Solution: Term degrees: "4a²b" (2+1=3), "-3ab²" (1+2=3), "b³" (3), "-1" (0). Highest degree = 3 → Polynomial degree is 3.
(3) Difficult Difficulty
- Question: Simplify the polynomial "2(x²y - xy) + 3x³y - x²y" and find its degree.
Solution:
Step 1: Simplify: 2x²y - 2xy + 3x³y - x²y = (2x²y - x²y) - 2xy + 3x³y = x²y - 2xy + 3x³y.
Step 2: Calculate term degrees: "x²y" (2+1=3), "-2xy" (2), "3x³y" (3+1=4). Highest degree = 4 → Polynomial degree is 4.
4. Problem-Solving Techniques
-
Technique 1: Basic Polynomial Degree Calculation
- List all terms of the polynomial (include signs, ignore coefficients).
- Calculate the degree of each term (sum variable exponents; no exponent = 1, no variables = 0).
- Pick the largest degree → that’s the polynomial’s degree.
Technique 2: Degree Calculation After Simplification
- First simplify the polynomial: remove parentheses (follow sign rules) and combine like terms.

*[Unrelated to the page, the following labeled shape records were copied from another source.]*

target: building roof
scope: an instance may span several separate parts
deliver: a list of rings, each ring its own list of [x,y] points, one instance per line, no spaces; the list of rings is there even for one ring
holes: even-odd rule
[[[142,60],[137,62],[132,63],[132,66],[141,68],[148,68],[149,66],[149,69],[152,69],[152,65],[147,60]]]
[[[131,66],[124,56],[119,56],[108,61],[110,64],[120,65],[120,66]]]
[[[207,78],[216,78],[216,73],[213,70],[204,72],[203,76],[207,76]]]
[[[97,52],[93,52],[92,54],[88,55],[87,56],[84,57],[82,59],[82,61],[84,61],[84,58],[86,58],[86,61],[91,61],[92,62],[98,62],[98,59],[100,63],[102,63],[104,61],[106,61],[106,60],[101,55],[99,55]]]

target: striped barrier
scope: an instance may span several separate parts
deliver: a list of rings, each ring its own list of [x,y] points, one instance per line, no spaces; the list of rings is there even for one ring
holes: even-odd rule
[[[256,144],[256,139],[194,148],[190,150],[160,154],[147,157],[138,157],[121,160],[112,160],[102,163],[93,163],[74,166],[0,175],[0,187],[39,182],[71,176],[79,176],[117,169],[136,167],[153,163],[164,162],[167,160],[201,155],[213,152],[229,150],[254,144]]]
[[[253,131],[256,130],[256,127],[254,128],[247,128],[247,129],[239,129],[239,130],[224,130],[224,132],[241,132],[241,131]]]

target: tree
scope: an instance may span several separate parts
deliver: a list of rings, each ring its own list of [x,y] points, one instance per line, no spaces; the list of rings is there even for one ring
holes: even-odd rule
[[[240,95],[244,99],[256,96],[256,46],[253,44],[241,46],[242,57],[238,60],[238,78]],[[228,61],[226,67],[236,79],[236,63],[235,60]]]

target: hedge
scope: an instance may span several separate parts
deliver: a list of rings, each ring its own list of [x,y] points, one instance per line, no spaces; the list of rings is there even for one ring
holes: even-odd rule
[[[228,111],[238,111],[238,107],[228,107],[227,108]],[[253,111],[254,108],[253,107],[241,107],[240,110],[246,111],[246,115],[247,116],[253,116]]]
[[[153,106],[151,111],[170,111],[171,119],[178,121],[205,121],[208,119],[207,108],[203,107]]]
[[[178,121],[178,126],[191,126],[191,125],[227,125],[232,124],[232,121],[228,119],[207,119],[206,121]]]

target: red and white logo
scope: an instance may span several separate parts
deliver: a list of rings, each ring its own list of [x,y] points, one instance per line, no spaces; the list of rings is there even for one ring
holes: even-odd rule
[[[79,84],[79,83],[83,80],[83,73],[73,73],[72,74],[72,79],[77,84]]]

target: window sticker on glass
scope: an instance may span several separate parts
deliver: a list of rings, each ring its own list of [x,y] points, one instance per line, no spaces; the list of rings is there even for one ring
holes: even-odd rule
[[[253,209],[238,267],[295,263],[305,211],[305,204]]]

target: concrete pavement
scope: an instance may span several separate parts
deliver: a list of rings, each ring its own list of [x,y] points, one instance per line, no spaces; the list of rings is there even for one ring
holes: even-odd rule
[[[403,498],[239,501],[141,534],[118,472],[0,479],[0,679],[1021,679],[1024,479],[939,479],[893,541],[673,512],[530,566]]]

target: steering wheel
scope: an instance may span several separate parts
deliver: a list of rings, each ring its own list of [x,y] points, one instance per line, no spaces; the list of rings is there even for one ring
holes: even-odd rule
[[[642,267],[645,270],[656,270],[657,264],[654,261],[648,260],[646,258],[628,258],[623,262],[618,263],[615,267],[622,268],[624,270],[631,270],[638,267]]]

- Repeat the "list terms → calculate term degrees → find the highest" steps for the simplified polynomial.
- Warning: Do not use unsimplified terms (e.g., "3x² - x²" must be simplified to "2x²" before calculating degree).
Technique 3: Multivariable Polynomial Degree
For polynomials with multiple variables (e.g., a, b; x, y), calculate each term’s degree by summing all variables’ exponents in the term, then take the highest sum as the polynomial’s degree.
Example: Polynomial "2x²y + 5xy² - 3x" → term degrees: 3 (2+1), 3 (1+2), 1 → degree = 3.